Mick and Beth track Julia's car by the GPS Mick planted earlier. He gives Beth a gun, and tells her to wait outside. When she is not looking, Mick jumps onto the roof. He tries to save Julia, but as she runs away, she sees him being shot by silver buckshot, which is like poison to vampires. As Spaulding fires up a blowtorch, Beth comes in and fatally shoots Spalding in the throat. The police arrive and take Spaulding's body away. Beth tells the police that she shot Spaulding, and then takes off. At his apartment, Mick drinks some blood trying to heal himself from the damage. Beth arrives, and he turns away, huddled on the floor as he begs her not to look at him. Beth asks why she keeps dreaming about him, and then gets close enough to see that Mick is holding a bag of blood, which is smeared on his face and hands. He still has his face angled away, but he finally turns to her, showing a shocked Beth his vampire visage and telling her what he is.

==Reception==
"Out of the Past" was seen by 8.04 million American viewers, receiving a 5.2 household rating and a 9% share of all televisions in use.
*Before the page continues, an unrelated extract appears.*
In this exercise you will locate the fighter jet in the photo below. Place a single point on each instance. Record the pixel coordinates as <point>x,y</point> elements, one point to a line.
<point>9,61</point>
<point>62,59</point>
Travis Fickett of IGN gave the episode a mainly negative review, giving it a 6.5 out of 10. He described the episode, and the series as a whole, as "vampire mediocrity with a slight hint of potential". He compared the episode to the television series Angel, saying it was "weaker on virtually every front". Jen Creer of TV Squad criticized the writing, but said she felt that Sophia Myles was doing a "decent job of developing her character and embracing the material". Carl Cortez of iFMagazine.com said this episode improved "leaps and bounds", and was a "step in the right direction". He gave the episode a 'C' rating, saying the direction was "lifeless" and the acting was "stilted".